If you’re hooked on vintage tractors there is only one place to be next month, when the auction of one of the biggest and most important collections in the UK takes place.
The sale at Ceres will feature many iconic models from well-known brands collected by the late Murray Simpson, who died in April.
Murray was well known in the farm machinery trade and vintage circles alike, and amassed his collection of 45 tractors over 35 years.
There will also be vintage spares, implements old and new, literature and a large amount of John Deere (JD) spares from the 1960s, ’70s, ’80s and ’90s from his time as a JD dealer.

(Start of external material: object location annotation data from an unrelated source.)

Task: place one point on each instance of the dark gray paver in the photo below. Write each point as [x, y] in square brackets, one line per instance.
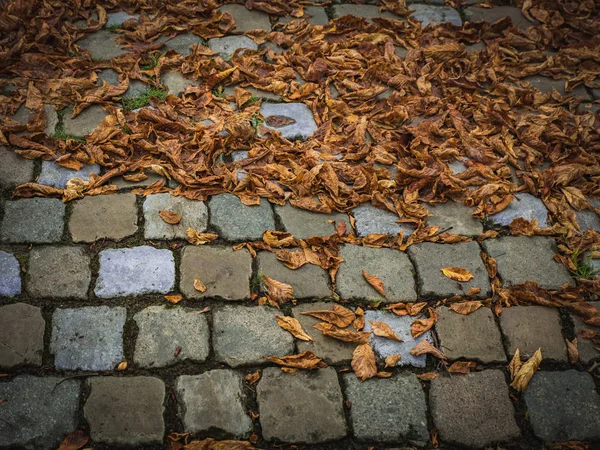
[88, 338]
[37, 413]
[527, 258]
[430, 258]
[309, 281]
[401, 325]
[391, 266]
[225, 273]
[126, 411]
[163, 330]
[58, 272]
[10, 279]
[473, 410]
[474, 336]
[103, 217]
[213, 401]
[305, 224]
[301, 407]
[528, 328]
[238, 222]
[33, 220]
[193, 214]
[135, 271]
[387, 410]
[21, 335]
[245, 335]
[563, 406]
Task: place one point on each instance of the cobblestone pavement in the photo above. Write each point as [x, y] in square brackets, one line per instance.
[83, 286]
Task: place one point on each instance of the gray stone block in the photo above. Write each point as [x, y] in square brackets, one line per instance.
[88, 338]
[213, 401]
[135, 271]
[302, 407]
[245, 335]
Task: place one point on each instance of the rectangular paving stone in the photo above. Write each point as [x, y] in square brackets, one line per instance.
[302, 407]
[193, 214]
[245, 335]
[430, 258]
[21, 335]
[33, 220]
[163, 330]
[527, 258]
[38, 413]
[225, 273]
[563, 406]
[473, 410]
[213, 402]
[58, 272]
[391, 266]
[135, 271]
[126, 410]
[387, 409]
[528, 328]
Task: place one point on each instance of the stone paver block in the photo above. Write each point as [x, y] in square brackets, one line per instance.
[88, 338]
[528, 328]
[135, 271]
[527, 258]
[103, 217]
[245, 335]
[474, 337]
[213, 401]
[456, 216]
[392, 267]
[37, 413]
[33, 220]
[21, 335]
[333, 351]
[301, 407]
[10, 279]
[126, 411]
[370, 219]
[102, 45]
[85, 123]
[163, 330]
[309, 281]
[238, 222]
[384, 347]
[304, 124]
[430, 258]
[473, 410]
[193, 214]
[58, 272]
[563, 406]
[387, 410]
[245, 19]
[305, 224]
[225, 273]
[14, 169]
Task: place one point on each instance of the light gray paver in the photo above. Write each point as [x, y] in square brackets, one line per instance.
[88, 338]
[135, 271]
[163, 330]
[37, 413]
[473, 410]
[387, 410]
[33, 220]
[21, 335]
[527, 258]
[213, 401]
[126, 411]
[301, 407]
[245, 335]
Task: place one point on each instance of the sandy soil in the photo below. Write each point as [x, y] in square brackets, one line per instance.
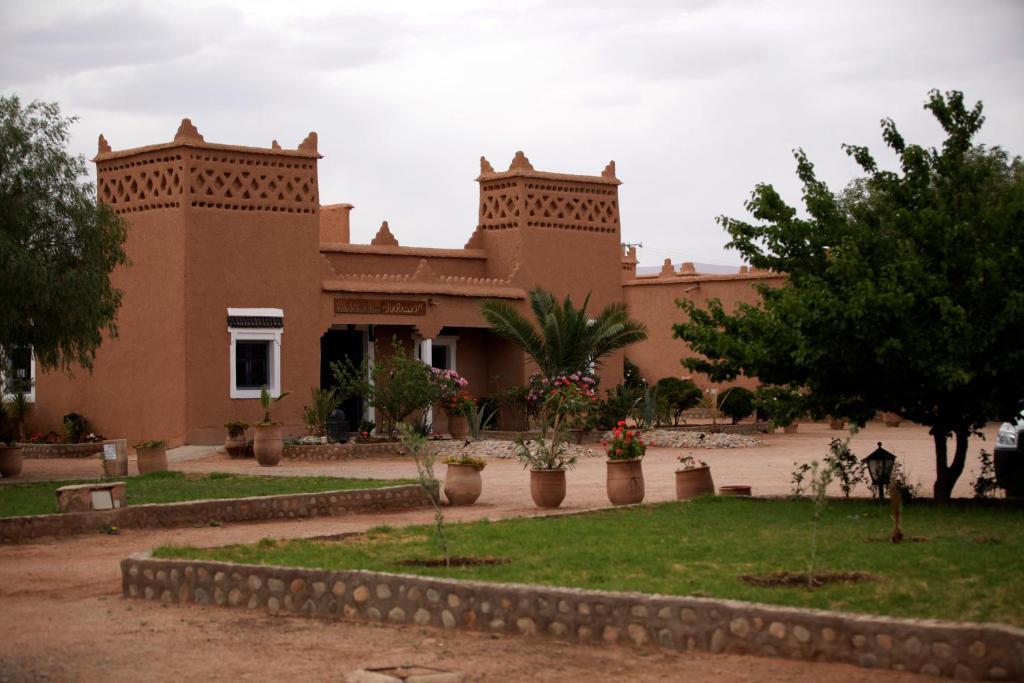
[64, 619]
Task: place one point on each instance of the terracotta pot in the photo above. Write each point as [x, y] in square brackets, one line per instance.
[734, 491]
[625, 481]
[236, 445]
[891, 419]
[458, 426]
[268, 444]
[547, 487]
[462, 484]
[152, 460]
[10, 461]
[692, 482]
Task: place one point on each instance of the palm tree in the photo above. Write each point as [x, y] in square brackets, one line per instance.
[564, 340]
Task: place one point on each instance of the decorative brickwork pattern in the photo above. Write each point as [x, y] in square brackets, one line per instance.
[253, 183]
[966, 651]
[143, 183]
[170, 515]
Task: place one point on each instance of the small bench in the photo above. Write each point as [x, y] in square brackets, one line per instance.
[88, 497]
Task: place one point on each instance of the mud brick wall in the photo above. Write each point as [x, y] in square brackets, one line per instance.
[957, 650]
[167, 515]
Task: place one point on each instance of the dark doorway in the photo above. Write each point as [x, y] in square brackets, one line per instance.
[336, 345]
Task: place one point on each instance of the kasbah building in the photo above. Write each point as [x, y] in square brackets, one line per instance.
[239, 276]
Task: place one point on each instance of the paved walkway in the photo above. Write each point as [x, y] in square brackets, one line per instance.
[64, 617]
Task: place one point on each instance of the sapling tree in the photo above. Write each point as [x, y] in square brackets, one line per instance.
[414, 440]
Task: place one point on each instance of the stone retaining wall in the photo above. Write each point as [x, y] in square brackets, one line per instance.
[961, 650]
[166, 515]
[43, 451]
[351, 450]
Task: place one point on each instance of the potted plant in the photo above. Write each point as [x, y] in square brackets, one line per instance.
[462, 481]
[236, 444]
[625, 451]
[458, 408]
[152, 456]
[267, 444]
[692, 478]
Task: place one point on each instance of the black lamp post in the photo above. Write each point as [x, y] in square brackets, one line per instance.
[880, 467]
[337, 426]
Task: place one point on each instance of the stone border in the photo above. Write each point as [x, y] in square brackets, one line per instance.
[46, 451]
[348, 451]
[169, 515]
[940, 648]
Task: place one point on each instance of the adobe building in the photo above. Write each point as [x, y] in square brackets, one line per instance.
[240, 276]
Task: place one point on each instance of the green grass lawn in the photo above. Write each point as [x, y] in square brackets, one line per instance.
[40, 498]
[969, 568]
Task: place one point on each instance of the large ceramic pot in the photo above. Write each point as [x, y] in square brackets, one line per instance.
[692, 482]
[547, 487]
[10, 462]
[268, 444]
[463, 484]
[458, 426]
[237, 444]
[152, 460]
[625, 481]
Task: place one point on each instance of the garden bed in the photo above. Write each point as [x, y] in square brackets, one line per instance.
[705, 547]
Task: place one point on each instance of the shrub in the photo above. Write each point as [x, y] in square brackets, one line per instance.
[75, 427]
[676, 395]
[736, 403]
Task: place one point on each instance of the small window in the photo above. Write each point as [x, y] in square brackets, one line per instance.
[252, 364]
[255, 350]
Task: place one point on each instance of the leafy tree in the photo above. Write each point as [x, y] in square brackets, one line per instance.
[57, 244]
[676, 395]
[737, 402]
[903, 293]
[565, 340]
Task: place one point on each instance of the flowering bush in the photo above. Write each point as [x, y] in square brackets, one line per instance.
[626, 443]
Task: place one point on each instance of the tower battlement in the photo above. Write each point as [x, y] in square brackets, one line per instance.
[524, 198]
[190, 172]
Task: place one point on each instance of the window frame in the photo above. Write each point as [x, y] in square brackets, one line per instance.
[271, 335]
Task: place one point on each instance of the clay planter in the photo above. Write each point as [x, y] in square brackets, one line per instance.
[462, 484]
[625, 481]
[10, 461]
[152, 460]
[692, 482]
[236, 445]
[547, 487]
[734, 491]
[891, 419]
[458, 426]
[268, 445]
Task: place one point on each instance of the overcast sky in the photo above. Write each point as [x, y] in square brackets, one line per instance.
[696, 100]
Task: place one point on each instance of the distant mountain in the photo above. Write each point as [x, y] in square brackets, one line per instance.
[700, 267]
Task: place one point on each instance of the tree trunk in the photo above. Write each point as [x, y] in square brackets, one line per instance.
[947, 473]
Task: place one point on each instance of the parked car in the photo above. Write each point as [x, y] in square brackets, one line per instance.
[1009, 457]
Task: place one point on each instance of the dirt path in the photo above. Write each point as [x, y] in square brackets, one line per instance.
[64, 619]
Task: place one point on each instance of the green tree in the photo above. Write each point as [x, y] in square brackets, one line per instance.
[57, 245]
[565, 340]
[903, 293]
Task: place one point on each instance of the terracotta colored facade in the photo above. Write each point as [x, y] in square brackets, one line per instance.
[226, 238]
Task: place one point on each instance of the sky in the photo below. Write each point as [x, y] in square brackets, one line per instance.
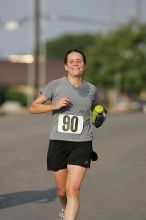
[106, 12]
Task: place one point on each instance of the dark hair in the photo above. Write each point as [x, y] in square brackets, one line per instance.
[77, 51]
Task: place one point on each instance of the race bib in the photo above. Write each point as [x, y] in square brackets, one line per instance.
[70, 124]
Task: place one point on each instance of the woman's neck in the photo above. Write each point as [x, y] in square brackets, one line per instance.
[75, 81]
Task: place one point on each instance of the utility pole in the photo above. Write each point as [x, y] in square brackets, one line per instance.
[112, 15]
[36, 49]
[137, 11]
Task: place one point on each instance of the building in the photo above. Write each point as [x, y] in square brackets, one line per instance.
[17, 73]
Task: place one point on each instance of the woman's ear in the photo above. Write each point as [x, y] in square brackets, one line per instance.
[66, 68]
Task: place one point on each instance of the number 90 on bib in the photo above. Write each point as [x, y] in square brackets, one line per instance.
[70, 124]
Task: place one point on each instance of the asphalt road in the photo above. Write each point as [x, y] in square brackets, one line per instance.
[113, 189]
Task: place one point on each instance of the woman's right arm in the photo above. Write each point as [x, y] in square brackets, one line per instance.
[39, 105]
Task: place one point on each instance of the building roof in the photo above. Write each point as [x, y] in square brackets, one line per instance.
[16, 73]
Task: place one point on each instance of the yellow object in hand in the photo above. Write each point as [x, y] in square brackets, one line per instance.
[98, 110]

As a schoolboy in Auchtermuchty he watched mechanics repair Allis Chalmers Bs at McKendrick’s Low Road Garage, and as a teenager during the war at Central Motors in St Andrews he built International tractors out of crates after they arrived on Atlantic convoys.
Work at James H Steele in Strathkinness saw him develop as an exceptional engineer and brought him into contact with Minneapolis Moline equipment. A healthy respect for the brand remained into his collecting days.
In about 1953 he started on his own at Luthrie Station, carrying out farm machinery repairs and buying tractors to recondition and sell on.
In 1956 Murray moved to the current site at Teases Mill at Ceres, and TM Simpson tractor service was born.
Still the onus was on repairs and conversions using Perkins diesel engines, but sales of new equipment started with New Holland balers.
A successful spell saw his firm sell Fordson Dextas for Harry K Brown, and a franchise for Case equipment began in the 1960s.
In 1965 he began to sell John Deeres. When JD started in their own right in the UK in 1966 he was one of the first five dealers appointed, staying with the brand until recently when Deutz was taken on.
A sizeable proportion of the collection is in restored condition, and the restorations carried out by Murray were very much top-drawer ground-up nut-and-bolt jobs where even the nuts and bolts had to be correct.
Those not restored are very much in complete order as Murray had gathered up parts and had tinwork made as they waited their turn for restoration. Some of these tractors are in very good original condition and could be preserved for exhibition as they are.
The earliest tractor is an unrestored Fordson F from the early 1920s. It is joined by a lovely straight water washer N, and what is thought to be the first Fordson Dexta sold by his business for Harry K Brown is another.
Other British tractors include a David Brown VAK1, a Ferguson TEF and a very usable MF 35. The bulk is all American, with two restored Oliver 70s and unrestored 90 models, restored Case C, RC and two unrestored LAs.
Marking his time with JD are restored unstyled A and G models, an early 1930s GP which was displayed at Mannheim, a styled B and three differing unrestored unstyled Bs.
An electric D, L and 2120 models are also listed. Three trailing ploughs in varying states are also included.
Allis Chalmers models include restored B and U models, a very rare model A that just needs painting, an earlier restored M and unrestored WC.
His favourite was Minneapolis Moline, with a rebuilt KTA, restored ZTU and unrestored GTA models on offer along with an MM trailing plough. The firm’s extremely low-mileage Volvo F717 tractor unit from 1980 is included, as is a supply of TVO.
The sale takes place on Saturday October 8 at 10.30.